As you've probably heard by now, Facebook is the social networking site that looks to overtake MySpace in that realm. FB is the tidier, button-down version where you network with old school chums but now is adding new widgets to add the multi-media features that's helped make the scruffier MS such a sensation. I've signed up with both and heard about a lot of great music that I wouldn't have known about otherwise thanks to MS but I have to admit that FB does have some appealing features too. It's look is definitely more staid but I have indeed reconnected with some old buddies from high school and college. Plus added features like iLike let you not only list some of your favorite movies, books and music but you can also find out what your friends on FB enjoy too instantly when you do that. They've also added features like music playlists, song dedications, movie quizzes too. For music nuts like me, you also find out where and when your favorite acts are touring near you (which is a big plus). No wonder they're catching up to MySpace... I still find FB to be a little to anti-septic in its set-up but I'm glad I have it though I wouldn't want to give up using MySpace either.
But back to the article. It notes that FB is indeed gaining momentum in the field but also worries that it's part of a disturbing trend.
"Our personal technologies allow (indeed encourage) us to filter out the things that we find distasteful – television commercials, boring tracks on a CD, political opinions with which we disagree."

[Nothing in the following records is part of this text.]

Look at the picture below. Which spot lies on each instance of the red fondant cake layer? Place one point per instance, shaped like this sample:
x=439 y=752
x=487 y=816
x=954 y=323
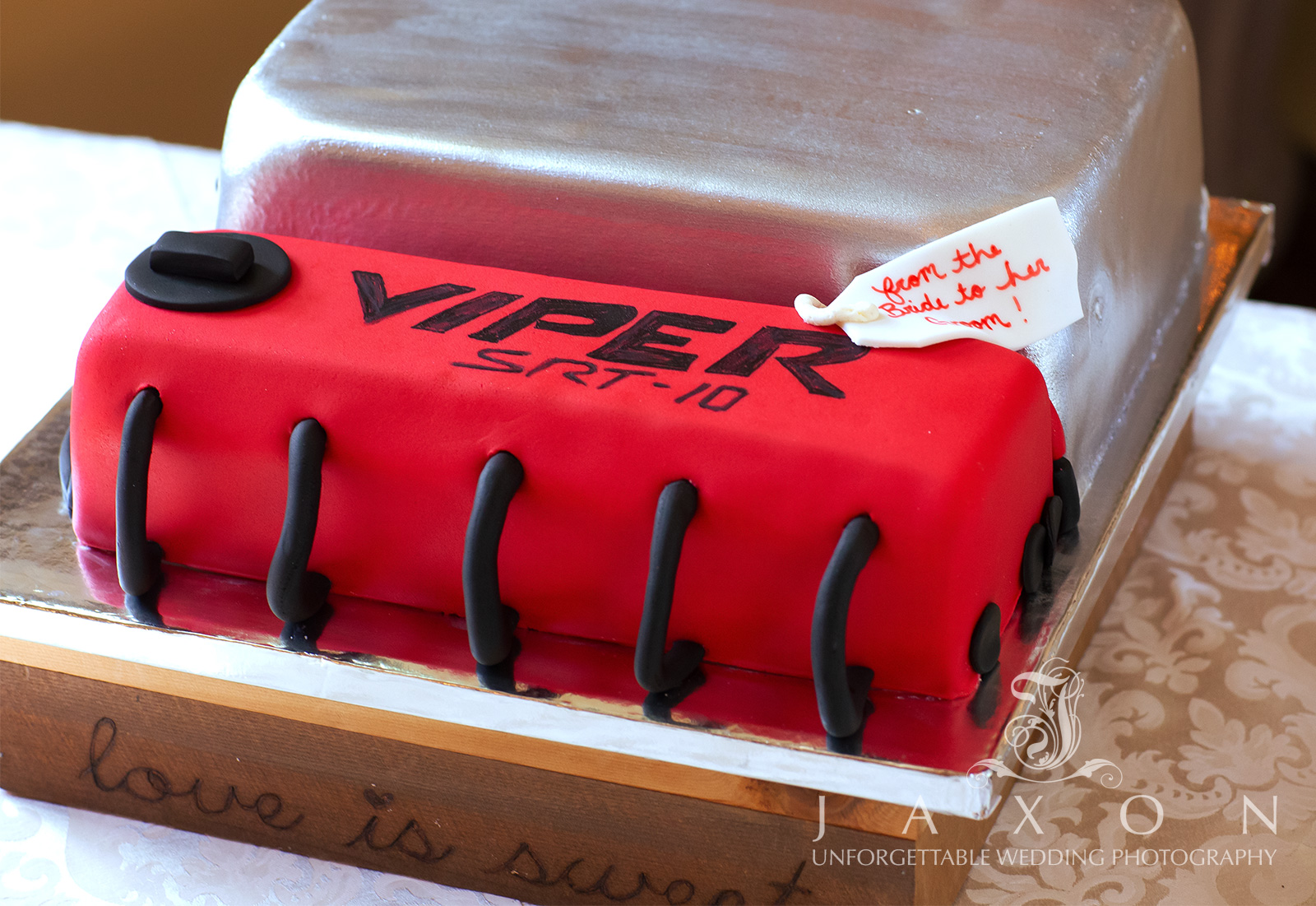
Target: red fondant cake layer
x=605 y=394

That's a great, thoughtful sociological observation but the overall thrust of the article is that FB is another way that we can communicate virtually without having to do it in the real world. And that's where I got to thinking about Behrman's quote again. It's easy to blame and scapegoat technology as ruining our lives. It goes back to the industrial revolution and how new technology was reconfiguring industries and taking jobs away. Also in the 1940's and 1950's, sci-fi books and movies tantalized Americans with stories of robots run amok. Post-war technology was making peoples' lives more convenient but again there were inherent (and sometimes justified) fears that it would and could transform our lives for the worse. That continues to happen today as school-shootings are blamed not just on metal and rap music but also video games. Also, as the CSM article notes, we're physically and maybe emotionally and psychologically less able to deal with other people in the non-virtual world when we're tied up on the Net.

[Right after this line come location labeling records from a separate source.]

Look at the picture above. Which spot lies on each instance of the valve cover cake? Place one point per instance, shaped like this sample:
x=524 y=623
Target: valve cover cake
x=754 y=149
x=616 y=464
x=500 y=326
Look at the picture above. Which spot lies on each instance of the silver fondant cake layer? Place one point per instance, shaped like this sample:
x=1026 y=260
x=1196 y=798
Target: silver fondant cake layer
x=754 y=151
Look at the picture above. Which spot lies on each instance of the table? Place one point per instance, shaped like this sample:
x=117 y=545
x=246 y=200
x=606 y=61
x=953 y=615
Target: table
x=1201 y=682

To some extent, that's true. You could be in a cafe or at a park with your laptop as you're reading this now but more likely, you're at home or in your office cubicle. Or are you? I'd be curious to see statistics about how and where people access the Net nowadays. The fact is that with more and more cybercafes and places offering hotspots for Wifi, there's no need to be tied down to home or work to surf the web. Hell, you can do it on your Blackberry or iPhone too, not to mention the many cell phones that have web and mail features now. This means that now more than ever, we can be mobile while still connecting to the Net when and where we want. And rest assured that this trend will continue and flourish.
But going back to Behrman's thoughts again, the CSM article again doesn't address enough about how we use technology. It assumes that we all have a monolithic relationship where we shutter ourselves away, hunched over our computers, cut off from the world. There's nothing there about how the Net helps people connect and not just in a virtual world. Thanks to some of my Net contacts, I've been able to visit people in London, Barcelona, New Orleans, Austin, Berlin, Prague, Amsterdam and other locales where they were kind enough to act as unofficial tour guides. Similarly, I was able to extend the same courtesy when people come to New York. That's thanks to mailing lists, newsgroups and websites. Nothing yet through MySpace or Facebook though thanks to the later, I have someone to visit in San Francisco now.
It's right to point out that virtual networking can and does distract from the non-virtual kind but I wish that articles which like to point that out (and which obviously follow in this tradition of technophobia) also point out that it doesn't always turn all of us into shut-in home bodies all the time.